TEE/Angio Fusion Study
NCT02737969 · Status: COMPLETED · Type: OBSERVATIONAL · Enrollment: 20
Last updated 2020-01-06
Summary
This is a pilot study of patients undergoing structural heart disease procedures that utilize TEE and fluoroscopic guidance at the New York University (NYU) Langone Medical Center. Patients in this study will undergo their procedure utilizing the TEE/Angio fusion software prototype. This protocol is primarily intended to ascertain the potential utility of the software prototype in the study population and to provide data and feedback to improve the workflow and algorithms of the prototype.

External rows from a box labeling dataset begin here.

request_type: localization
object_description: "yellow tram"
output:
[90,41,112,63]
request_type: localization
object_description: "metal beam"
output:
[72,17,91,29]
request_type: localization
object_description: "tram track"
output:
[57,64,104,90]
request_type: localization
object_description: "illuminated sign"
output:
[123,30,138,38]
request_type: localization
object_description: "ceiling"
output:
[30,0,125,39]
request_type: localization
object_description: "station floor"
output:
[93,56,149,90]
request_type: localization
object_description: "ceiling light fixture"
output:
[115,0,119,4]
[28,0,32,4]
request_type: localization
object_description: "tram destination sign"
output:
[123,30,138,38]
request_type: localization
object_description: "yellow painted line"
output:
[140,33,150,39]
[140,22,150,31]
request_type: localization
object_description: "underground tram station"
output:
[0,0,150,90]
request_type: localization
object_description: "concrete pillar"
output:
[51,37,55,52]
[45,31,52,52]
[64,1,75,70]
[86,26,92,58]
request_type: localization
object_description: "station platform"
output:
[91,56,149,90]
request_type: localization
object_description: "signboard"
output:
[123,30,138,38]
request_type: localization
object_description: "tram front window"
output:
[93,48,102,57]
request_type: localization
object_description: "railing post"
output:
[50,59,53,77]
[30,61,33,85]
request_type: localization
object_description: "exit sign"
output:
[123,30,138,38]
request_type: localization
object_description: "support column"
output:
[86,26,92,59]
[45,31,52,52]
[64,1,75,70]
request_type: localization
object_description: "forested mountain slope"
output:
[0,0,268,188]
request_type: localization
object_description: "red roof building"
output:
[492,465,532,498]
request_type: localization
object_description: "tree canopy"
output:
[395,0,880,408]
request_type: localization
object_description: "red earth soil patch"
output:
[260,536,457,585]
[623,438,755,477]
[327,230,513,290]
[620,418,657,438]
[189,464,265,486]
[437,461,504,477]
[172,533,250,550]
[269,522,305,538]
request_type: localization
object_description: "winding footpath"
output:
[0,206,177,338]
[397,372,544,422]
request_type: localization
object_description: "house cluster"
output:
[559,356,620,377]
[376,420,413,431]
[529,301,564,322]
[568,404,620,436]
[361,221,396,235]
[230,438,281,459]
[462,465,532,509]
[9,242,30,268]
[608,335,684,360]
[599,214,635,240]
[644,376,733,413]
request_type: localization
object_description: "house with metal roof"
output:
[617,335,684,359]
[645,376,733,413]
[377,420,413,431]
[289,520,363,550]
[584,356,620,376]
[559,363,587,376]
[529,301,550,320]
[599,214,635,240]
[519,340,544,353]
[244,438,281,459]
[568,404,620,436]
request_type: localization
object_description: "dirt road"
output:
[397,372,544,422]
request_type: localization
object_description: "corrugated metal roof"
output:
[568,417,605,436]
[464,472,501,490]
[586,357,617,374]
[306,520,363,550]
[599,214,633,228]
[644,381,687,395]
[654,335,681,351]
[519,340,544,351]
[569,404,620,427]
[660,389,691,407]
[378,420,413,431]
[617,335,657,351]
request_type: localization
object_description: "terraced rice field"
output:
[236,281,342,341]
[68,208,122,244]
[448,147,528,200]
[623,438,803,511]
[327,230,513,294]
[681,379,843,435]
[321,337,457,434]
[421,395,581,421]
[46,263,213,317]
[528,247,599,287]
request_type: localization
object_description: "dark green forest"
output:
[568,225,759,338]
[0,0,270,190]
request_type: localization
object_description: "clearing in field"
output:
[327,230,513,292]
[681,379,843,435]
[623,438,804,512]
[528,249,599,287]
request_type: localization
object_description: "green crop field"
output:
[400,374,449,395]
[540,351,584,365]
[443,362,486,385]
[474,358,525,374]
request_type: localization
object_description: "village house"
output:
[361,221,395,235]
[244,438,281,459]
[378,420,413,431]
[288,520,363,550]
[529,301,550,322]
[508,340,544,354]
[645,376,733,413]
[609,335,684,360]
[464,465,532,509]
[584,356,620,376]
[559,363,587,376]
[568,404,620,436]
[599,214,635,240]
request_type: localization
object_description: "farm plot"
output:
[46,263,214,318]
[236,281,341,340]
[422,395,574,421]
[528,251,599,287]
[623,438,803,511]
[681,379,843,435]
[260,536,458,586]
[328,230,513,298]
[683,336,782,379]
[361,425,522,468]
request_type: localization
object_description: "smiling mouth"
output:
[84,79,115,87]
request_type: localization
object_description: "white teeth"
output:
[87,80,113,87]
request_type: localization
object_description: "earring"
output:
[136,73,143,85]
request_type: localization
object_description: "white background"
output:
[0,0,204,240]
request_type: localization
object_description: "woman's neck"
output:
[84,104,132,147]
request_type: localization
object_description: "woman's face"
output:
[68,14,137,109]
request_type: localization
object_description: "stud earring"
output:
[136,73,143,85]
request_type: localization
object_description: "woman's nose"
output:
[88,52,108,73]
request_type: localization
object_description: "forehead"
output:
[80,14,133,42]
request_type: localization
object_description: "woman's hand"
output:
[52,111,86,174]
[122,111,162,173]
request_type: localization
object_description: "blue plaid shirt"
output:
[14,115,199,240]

As such, a primary outcome variable and statistical analysis plan have not been identified. However, procedural time, measures of radiation exposure (dose area product, total radiation dose, fluoroscopy time), degree of residual valvular regurgitation or paravalvular regurgitation as applicable, and complications will be recorded.
Conditions
- Structural Heart Disease
Interventions
- DEVICE
-
Transesophageal Echocardiography/angiography (TEE/Angio)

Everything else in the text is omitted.